The expected outcomes of the training included basic skills of counseling such as the capacity:

  • To understand reactions to trauma,
  • To listen and help survivors to ventilate,
  • To help survivors find privacy for the expression of emotions
  • To support survivors in their efforts to achieve a sense of emotional safety by reassuring them that their reactions are acceptable and not uncommon,
  • To help survivors begin to take control of the events going on around them
  • To assist survivors in handling the practical issues that will face them in the aftermath of the Tsunami.
  • To identify survivors with severe psychological problems and refer them to qualified experts/professionals.

The Training was designed for a three-day period to quickly equip the volunteer community counselors with the basic skills of counseling. Thereafter additional support and hand-holding was provided through fortnightly follow up half-day sessions over a three-month period that was participatory and interactive.

The Community Counselors took the initiative to sit and talk with the survivors, listen to them and be a part of their loss and this was immensely helpful. The survivors needed someone to empathize with them and it was not always the monetary part that mattered. The community counselors provided counsel by

  • handling the bereaved through supportive interaction,
  • handling the children through play, and interactive and creative activities such as enacting plays, composing poems, singing songs, dancing and music etc. with the themes of “goodness of nature”, “tsunami is transient”, “we shall overcome” etc.
  • public education and awareness of the nature of the tsunami
  • problem solving and supportive activities

The follow-up meetings have shown that the training produces efficient and expeditious results. The referral pattern was good and it was observed that the community counselors developed culturally appropriate interventions that were effective and methodologically diverse for every group. These have been documented as case studies. The trained volunteer community counselors helped to provide structure and calm in the midst of the chaos in the aftermath of the Tsunami.

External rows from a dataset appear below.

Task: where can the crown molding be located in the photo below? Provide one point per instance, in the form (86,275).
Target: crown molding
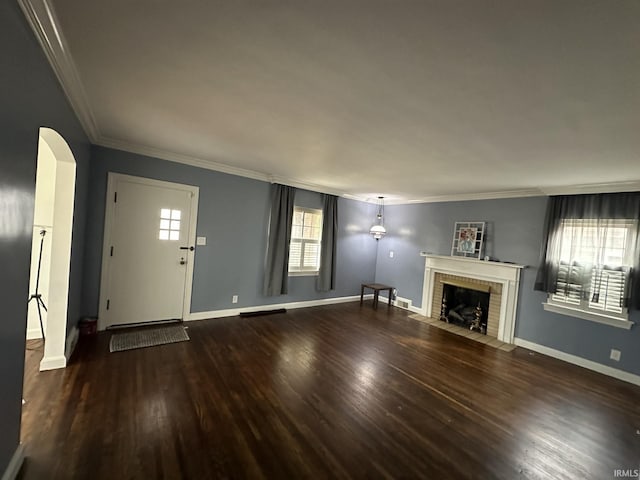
(217,167)
(41,16)
(611,187)
(180,158)
(532,192)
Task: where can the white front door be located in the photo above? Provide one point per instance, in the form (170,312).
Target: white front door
(148,251)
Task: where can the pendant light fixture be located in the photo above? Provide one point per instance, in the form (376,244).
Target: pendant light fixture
(377,229)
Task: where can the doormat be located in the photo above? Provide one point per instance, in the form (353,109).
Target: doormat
(147,338)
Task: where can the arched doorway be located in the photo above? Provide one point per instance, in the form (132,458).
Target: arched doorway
(54,203)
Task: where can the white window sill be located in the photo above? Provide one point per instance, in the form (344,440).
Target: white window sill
(591,316)
(303,274)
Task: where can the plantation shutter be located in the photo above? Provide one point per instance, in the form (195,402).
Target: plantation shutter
(608,288)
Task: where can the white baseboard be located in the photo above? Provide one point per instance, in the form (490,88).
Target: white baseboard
(581,362)
(34,333)
(15,464)
(72,341)
(232,312)
(51,363)
(398,303)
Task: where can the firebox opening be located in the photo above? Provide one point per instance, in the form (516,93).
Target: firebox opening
(465,307)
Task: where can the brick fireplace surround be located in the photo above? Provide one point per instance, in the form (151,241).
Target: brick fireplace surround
(503,279)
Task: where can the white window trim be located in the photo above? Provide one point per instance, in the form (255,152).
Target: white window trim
(302,271)
(305,273)
(588,315)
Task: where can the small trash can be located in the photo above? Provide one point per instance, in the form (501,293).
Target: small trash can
(88,326)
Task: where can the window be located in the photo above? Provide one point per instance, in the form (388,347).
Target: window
(595,261)
(306,233)
(169,224)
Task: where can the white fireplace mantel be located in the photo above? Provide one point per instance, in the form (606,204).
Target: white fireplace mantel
(507,274)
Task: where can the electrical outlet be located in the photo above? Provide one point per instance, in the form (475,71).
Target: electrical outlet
(615,355)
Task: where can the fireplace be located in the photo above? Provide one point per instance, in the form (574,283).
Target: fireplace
(501,281)
(466,305)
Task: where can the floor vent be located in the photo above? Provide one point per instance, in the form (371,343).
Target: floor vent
(403,303)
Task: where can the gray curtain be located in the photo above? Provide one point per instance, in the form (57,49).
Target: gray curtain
(575,277)
(276,273)
(327,274)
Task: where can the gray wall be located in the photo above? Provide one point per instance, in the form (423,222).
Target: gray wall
(514,233)
(30,97)
(233,213)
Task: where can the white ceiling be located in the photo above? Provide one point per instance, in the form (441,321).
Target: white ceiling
(414,100)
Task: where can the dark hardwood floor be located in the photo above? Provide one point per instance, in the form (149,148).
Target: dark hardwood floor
(328,392)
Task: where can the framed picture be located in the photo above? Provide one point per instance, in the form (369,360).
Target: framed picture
(468,238)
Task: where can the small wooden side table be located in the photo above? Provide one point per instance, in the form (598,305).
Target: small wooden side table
(376,287)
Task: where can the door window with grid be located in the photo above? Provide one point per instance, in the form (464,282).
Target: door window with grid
(306,234)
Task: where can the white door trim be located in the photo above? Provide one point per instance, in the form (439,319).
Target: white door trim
(112,182)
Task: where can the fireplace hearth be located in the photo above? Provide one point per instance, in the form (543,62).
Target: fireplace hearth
(501,280)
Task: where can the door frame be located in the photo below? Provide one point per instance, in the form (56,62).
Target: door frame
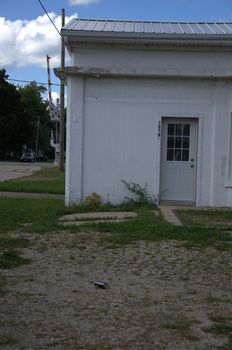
(199,127)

The methods used among the adult population were case specific, innovative and adaptive such as:

  • the ten-year-old boy who was brought out of his grief (for the six-year-old sister snatched from his hands by the Tsunami) by being asked to mother a plant.
  • systematic desensitization of the fear of the sea by regular visits to the backwaters for a bath
  • diverting attention from the tragedy by engaging the affected person in activity to restore normalcy to life.

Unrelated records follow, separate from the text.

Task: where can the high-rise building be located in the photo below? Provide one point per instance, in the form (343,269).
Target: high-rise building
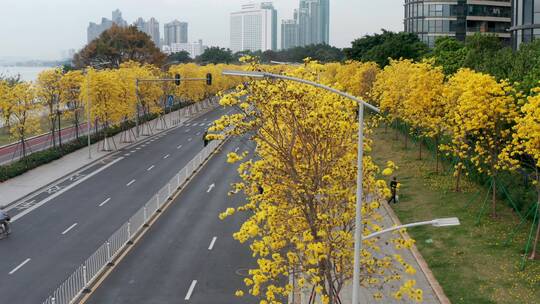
(117,18)
(459,19)
(254,28)
(289,34)
(194,49)
(525,21)
(175,32)
(314,22)
(94,30)
(151,28)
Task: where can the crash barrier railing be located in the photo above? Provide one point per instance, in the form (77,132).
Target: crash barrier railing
(79,282)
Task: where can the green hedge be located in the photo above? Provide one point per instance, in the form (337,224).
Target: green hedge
(39,158)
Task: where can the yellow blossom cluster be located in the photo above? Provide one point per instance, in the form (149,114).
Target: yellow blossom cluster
(300,186)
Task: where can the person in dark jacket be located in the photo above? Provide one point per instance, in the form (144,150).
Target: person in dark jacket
(4,221)
(393,187)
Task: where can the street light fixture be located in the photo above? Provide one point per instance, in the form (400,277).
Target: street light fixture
(444,222)
(360,156)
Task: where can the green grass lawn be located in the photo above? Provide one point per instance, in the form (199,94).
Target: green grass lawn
(471,262)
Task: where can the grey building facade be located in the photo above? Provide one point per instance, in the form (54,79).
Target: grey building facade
(151,28)
(525,21)
(289,34)
(175,32)
(458,18)
(94,30)
(313,22)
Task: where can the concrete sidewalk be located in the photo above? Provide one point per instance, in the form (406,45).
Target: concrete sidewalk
(432,292)
(21,187)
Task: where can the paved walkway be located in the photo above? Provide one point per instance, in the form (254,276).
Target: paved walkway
(423,277)
(24,185)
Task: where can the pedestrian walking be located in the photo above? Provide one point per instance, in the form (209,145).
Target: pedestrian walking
(393,187)
(4,221)
(204,138)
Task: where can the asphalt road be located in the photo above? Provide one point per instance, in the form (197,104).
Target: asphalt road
(50,241)
(187,243)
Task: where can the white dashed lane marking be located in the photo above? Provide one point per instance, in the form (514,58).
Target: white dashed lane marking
(69,228)
(104,202)
(190,291)
(212,243)
(19,267)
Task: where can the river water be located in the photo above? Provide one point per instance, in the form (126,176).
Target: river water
(27,73)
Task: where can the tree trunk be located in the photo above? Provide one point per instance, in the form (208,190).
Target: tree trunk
(419,149)
(76,118)
(437,154)
(494,198)
(458,178)
(53,130)
(535,244)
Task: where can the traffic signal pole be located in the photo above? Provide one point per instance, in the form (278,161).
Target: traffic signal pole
(177,80)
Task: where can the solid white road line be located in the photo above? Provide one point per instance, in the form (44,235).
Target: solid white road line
(104,202)
(19,267)
(190,291)
(69,228)
(18,216)
(212,243)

The examples of cases referred to professionals were also indicative of the confidence of the community counsellors–both in the counselling process and in realizing their own limitations

The design of the program and the associated advantages of the model were many including:

  • Less dependence on experts
  • Cost effectiveness
  • Ensured local community participation
  • Ready entry points with the additional benefits of shorter time frames, easier
  • Identification of needs, easy rapport, and effective communication,
  • Enhanced stature of the community counselors in the affected communities due to their continued presence and participation in recovery and reconstruction activities.